We’ve all come across the youth who sits low in the souped up Starlet. Maybe he or she has pulled up beside you at the traffic lights. Or maybe they live next door and you have heard the familiar thump thump coming from the subwoofer in the boot every time they start their car up.
This sort of dance music that features a fast, repetitive beat, and is favoured by many souped up Starlet drivers, feeds right into the dangerous driver stereotype.
But there may be some science to support this assumption. Research has shown that music can affect our driving style. A recent carried out by London Metropolitan University found that not surprisingly, noisy, upbeat music is more likely to encourage dangerous driving.
You see apparently when we are behind the wheel we speed up to match the beat of the song that happens to be playing on the stereo. The study found that if the music increases your heartbeat, then it is likely to cause dangerous driving. They even went as far as to say that Hey Mama by the Black Eyed Peas was the most dangerous song to drive to; I doubt there is a Grammy Award going for that unfortunate accolade!
So what is a ‘safe’ song to drive to? The researchers put together a list of the top 10 safest songs to drive to. They came to the very scientific conclusion that Come Away With Me by Norah Jones is the safest song to drive to. Also in the top 10 were Cry Me A River by Justin Timberlake, The Scientist by Coldplay and I Don’t Want To Miss A Thing by Aerosmith.

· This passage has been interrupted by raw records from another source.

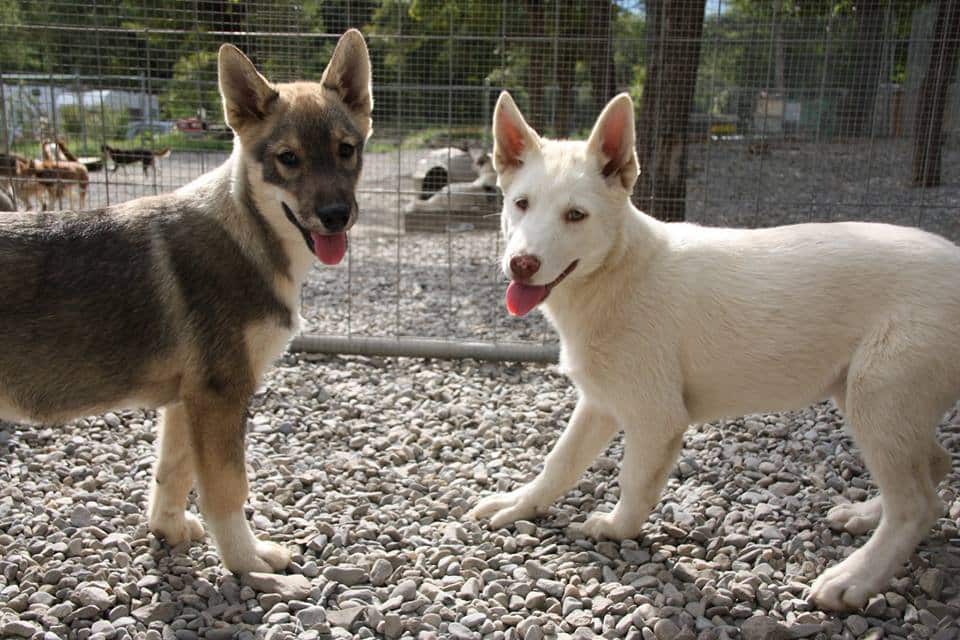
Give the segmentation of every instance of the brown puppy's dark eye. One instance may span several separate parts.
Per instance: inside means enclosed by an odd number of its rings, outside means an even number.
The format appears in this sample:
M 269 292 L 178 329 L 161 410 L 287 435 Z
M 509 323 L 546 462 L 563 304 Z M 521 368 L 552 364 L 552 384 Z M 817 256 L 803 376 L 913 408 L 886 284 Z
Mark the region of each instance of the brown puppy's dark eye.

These songs have a tempo which closely matches the human heartbeat (60 to 80 beats per minute). This is what makes them ‘safe’ to drive to. (I’m not convinced. If it’s late and I’m tired, I want to listen to something more upbeat than Norah Jones to keep me alert while driving!)
Now if you are reading this and your favourite station is Lyric FM, don’t get too smug; you might not be as safe and solid a driver as you may think. The results of the study found that when drivers listened to classical music, they drove the most erratically.
I suppose there is some logic to this. Take Vivaldi’s Four Seasons for example. That’s four very different kinds of music with several tempo changes in one piece. That’s bound to make your driving a little bit erratic!